[Xmca-l] Question on Developing Empathy

Larry Purss lpscholar2@gmail.com
Tue Mar 4 06:22:49 PST 2014


A further response to John Shotter's exploration on subjective/objective
cuts as fluid dynamic wayfinding [orienting]

John concludes the paper on agential realism on page 19 with a question, in
which he is inviting our answer-ability. In re-stating this question on the
theme of *empathy* I hope this concrete question may generate responses
which are relevant for how we go on together.

The last paragraph on page 19 in which he leads up to the question is
re-stated:

All this is quite revolutionary. Much of what we have taken as *basic* to
our inquiries, e.g., the variables whose effects in social life we seek to
understand, such as race, ethnicity, culture, age, social class; processes
such as motivation, perception, cognition; things such as emotions,
excuses, justifications, and so on, and so on, we come to realize are all,
in fact, AFTER THE FACT outcomes of our inquiries.
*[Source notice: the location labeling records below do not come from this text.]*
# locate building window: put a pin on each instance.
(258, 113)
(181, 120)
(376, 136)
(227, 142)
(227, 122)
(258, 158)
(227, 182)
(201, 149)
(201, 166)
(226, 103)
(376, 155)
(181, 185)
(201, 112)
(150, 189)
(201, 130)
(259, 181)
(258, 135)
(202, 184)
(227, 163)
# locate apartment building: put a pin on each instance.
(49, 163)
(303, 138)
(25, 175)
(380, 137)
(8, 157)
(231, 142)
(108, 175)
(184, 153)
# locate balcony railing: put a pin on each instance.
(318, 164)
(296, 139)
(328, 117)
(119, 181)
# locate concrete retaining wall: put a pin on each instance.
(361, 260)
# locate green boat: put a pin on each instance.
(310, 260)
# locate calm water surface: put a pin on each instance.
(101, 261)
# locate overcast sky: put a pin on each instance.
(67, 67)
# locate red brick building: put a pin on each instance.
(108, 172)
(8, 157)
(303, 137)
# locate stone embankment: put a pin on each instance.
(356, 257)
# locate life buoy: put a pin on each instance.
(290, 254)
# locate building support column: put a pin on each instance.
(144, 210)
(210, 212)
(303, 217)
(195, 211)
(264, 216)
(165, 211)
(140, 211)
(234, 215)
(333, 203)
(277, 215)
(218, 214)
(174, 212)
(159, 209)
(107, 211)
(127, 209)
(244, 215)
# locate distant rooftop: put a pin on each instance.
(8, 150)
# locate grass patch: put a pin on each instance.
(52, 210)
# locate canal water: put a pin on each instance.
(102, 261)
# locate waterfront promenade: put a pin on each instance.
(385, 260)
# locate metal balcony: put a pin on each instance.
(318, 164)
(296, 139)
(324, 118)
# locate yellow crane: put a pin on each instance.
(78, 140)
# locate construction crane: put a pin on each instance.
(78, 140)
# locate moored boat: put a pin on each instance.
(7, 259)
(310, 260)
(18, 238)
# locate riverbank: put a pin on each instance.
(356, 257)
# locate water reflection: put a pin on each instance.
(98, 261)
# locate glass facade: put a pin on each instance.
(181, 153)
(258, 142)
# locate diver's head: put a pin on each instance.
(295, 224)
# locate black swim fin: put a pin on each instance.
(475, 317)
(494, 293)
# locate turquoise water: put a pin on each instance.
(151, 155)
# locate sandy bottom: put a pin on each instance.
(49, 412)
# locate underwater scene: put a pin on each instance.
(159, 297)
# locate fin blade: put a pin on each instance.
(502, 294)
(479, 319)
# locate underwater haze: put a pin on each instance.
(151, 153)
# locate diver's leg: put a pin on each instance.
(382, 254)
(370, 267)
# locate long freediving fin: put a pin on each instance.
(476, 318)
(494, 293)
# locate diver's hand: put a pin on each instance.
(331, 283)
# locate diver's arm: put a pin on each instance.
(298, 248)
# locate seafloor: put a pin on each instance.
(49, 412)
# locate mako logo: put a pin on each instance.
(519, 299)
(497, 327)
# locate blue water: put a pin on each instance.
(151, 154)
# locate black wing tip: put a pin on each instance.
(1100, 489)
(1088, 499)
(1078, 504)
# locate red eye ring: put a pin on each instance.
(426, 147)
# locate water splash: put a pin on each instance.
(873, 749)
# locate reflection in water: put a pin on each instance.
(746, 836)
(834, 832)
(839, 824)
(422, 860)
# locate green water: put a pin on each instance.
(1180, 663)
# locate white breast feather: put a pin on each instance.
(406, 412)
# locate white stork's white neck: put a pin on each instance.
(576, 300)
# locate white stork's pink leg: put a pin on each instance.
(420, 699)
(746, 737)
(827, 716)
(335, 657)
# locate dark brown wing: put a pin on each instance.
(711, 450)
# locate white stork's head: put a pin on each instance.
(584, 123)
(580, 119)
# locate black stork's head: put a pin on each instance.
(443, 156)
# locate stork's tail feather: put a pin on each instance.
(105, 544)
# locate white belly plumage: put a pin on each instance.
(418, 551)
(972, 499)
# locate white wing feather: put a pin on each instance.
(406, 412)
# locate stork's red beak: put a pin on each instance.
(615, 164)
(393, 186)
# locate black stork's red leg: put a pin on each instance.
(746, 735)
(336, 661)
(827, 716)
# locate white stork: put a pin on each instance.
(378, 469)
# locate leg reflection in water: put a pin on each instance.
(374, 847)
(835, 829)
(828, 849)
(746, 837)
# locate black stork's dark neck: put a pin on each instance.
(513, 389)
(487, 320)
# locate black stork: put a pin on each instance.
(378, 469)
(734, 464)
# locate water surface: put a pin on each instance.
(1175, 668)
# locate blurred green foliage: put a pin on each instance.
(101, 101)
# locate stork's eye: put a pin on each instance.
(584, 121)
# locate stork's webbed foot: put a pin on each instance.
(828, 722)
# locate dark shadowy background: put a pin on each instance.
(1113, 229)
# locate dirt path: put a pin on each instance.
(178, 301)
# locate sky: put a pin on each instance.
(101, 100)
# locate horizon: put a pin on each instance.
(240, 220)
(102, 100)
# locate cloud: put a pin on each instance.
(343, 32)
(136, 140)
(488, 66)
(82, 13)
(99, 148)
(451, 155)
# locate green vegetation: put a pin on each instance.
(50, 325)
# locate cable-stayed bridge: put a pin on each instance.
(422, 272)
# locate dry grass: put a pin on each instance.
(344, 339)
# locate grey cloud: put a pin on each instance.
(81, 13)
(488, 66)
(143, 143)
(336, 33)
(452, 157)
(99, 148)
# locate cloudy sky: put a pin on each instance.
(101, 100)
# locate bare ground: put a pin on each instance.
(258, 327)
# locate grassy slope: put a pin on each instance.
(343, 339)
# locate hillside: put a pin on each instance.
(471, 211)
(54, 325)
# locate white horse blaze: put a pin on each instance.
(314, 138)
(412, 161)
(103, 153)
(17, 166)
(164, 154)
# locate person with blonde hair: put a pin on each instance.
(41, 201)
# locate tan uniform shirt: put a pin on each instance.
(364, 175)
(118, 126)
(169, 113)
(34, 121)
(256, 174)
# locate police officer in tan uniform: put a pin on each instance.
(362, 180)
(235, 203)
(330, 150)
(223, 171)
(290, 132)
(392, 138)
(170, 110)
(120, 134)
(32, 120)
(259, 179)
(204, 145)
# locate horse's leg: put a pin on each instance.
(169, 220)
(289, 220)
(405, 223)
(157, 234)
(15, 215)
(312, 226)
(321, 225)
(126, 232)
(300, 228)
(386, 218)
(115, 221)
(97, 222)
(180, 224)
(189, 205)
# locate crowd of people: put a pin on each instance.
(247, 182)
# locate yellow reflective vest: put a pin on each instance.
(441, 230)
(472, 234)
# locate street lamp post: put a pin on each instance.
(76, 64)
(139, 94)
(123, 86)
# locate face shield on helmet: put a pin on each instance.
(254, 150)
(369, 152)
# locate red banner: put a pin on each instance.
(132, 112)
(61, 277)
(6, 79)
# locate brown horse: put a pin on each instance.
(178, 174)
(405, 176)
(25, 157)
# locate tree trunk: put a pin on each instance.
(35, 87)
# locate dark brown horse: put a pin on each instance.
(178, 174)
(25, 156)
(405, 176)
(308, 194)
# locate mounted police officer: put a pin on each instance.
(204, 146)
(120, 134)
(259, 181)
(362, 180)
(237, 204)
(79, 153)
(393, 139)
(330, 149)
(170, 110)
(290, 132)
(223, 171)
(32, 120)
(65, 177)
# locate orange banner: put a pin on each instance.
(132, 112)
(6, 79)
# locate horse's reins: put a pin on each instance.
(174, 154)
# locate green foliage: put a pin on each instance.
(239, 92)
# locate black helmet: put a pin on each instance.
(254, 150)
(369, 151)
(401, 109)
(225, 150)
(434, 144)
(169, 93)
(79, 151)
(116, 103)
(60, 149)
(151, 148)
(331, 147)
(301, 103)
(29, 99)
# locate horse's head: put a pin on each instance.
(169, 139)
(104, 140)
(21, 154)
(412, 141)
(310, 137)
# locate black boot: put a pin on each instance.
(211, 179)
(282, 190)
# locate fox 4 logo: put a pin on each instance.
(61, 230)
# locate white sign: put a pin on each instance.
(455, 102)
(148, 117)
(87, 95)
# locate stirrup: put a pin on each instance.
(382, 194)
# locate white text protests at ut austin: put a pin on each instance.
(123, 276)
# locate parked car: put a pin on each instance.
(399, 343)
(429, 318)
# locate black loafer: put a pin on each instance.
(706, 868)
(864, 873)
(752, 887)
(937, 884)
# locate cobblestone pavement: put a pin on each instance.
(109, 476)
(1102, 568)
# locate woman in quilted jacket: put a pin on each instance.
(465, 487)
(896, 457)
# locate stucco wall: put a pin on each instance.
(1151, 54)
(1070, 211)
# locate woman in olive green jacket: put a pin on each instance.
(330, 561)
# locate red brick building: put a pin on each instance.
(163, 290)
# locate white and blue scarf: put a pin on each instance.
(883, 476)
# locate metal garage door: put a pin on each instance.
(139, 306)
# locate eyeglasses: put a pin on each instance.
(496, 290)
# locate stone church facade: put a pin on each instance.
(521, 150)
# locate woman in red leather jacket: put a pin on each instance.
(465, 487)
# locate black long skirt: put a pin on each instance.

Further, when in
cognitive neuroscience in particular we read such sentences as: "Empathy
draws on these bodily and limbic shifts in a process called 'interoception'
in which we perceive inward ... [where] interoception, interpretation, and
attribution are the proposed steps of empathy carried out by the
pre-frontal region [of the brain]"(Seigal, 2007, p.168) we must ASK
OURSELVES whether anything in this account actually relates to phenomena in
people's everyday activities we call empathic [Frankfurt, 1998]?
Also, could we ever possibly apply these supposed 'elements' in actually
helping someone deficient in empathy to come to SHOW empathy more in their
daily practice, say, in nursing elderly patients - or is it the case that
the empathic conduct of an everyday practice needs to be LEARNED by quite
some other means than by building it up, piece by piece, from objective
elements according to PRE-ESTABLISHED principles? To repeat the point made
above, all these nominalized  'things' are FORESHADOWED in the very WAY in
which we, prior to the conduct of our investigations, commit ourselves to a
particular way of LOOKING AT the matter - "the decisive movement of the
conjuring trick has been made," says Wittgenstein (1953), "and it was the
very one that we thought quite innocent."

I, at work in schools, ask similar questions about *developing* empathy and
believe John Shotter in this article offers an answer which invites further
commentary.  His central insight is that by enacting agential cuts AS
performances we divide ourselves into ASPECTS which DO the sensing
AND ASPECTS of ourselves that are subjected to what is sensed. In other
words our *findings* cannot be taken AS *basic* but are actually developed
WITHIN our practices

John's conclusion is hermeneutical, inviting further answer-ability. I
believe his questions and answers are relevant to *developing* empathy
WITHIN our WAYS of orienting each in the other.